A pesquisa faz parte de um projeto do Laboratório Associado de Combustão e Propulsão (LCP). A ideia era apresentar um combustível barsileiro e que trouxesse menores custos. A fórmula desenvolvida utiliza a combinação de etanol e etanolamina que reage com peróxido de hidrogênio - a popular água oxigenada. Os comumente usados pela indústria espacial usam a hidrazina e o tetróxido de nitrogênio.
Segundo o responsável pelo projeto, o doutor em físico-química, Ricardo Vieira, o quilo do combustível produzido por eles em laboratório custa R$ 35, o usado atualmente em satélites e foguetes custa R$ 1 mil.
Além da economia de produção, o composto gera uma reação hiperbólica. O nome complicado traz um resultado mais simples, uma reação de combustão espontânea no contato do combustível com o oxidante –já que não espaço não há oxigênio- sem necessitar de outros mecanismos de ignição. (Veja vídeo acima)
“Com ele, o atraso de ignição é bem menor, aumenta o desempenho do motor e reduz os custos do combustível. A gente tinha uma ideia, mas os resultados surpreenderam”, explica Ricardo. A pesquisa levou três anos até os resultados apresentados.

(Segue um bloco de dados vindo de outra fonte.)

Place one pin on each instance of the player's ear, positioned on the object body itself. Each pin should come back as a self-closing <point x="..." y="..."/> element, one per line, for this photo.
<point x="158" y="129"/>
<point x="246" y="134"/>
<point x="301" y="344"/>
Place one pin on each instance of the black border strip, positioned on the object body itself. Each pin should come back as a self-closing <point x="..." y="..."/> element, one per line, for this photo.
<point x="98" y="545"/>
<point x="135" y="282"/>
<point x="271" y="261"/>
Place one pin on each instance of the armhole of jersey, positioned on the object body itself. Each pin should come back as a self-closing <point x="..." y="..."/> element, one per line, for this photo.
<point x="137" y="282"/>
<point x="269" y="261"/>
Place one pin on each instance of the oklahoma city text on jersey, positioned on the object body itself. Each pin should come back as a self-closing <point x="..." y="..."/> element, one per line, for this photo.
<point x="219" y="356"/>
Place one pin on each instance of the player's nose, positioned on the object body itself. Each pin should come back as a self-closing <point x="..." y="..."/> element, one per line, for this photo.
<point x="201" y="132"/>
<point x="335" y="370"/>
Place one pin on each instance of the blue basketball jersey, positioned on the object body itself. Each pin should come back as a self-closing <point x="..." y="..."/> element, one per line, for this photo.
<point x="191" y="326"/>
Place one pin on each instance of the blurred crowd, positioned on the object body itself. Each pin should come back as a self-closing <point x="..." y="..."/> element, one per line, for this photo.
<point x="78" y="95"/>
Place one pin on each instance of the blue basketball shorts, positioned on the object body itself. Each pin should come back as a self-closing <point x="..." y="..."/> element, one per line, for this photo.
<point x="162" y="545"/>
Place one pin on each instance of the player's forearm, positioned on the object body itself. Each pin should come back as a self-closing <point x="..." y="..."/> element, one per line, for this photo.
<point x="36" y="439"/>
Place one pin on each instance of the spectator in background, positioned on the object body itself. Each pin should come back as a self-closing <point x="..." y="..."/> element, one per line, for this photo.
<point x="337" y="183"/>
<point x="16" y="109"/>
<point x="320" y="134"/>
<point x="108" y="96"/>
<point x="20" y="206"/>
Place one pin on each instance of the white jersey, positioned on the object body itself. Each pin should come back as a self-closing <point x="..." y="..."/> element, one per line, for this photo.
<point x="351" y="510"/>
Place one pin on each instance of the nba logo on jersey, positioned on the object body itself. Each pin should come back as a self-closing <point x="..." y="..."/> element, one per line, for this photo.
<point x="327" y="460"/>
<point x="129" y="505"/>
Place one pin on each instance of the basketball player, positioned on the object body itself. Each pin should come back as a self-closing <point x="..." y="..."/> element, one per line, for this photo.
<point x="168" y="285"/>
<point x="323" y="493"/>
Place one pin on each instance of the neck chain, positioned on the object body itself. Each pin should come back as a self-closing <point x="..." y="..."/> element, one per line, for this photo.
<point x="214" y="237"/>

Após a descoberta, o projeto passa agora por uma parte mais prática para que então possa competir no mercado. A Agência Espacial Brasileira (AEB) fechou com o laboratório a execução de um motor para a combinação que será produzido com a Universidade Federal do ABC. O motor vai ser feito para aceitar a combustão automática na combinação dos líquidos. Após a fase de testes, está pronto para uma das etapas mais difíceis, que é o convencimento do mercado espacial.
“A tecnologia espacial é um mercado bem complexo. É preciso provar que o seu produto funciona, é viável e a relação entre custo e benefício, que nosso caso é o principal argumento”, explica. De acordo com o pesquisador, a média de economia com o uso do combustível é de R$ 100 mil nos custos gerais do satélite.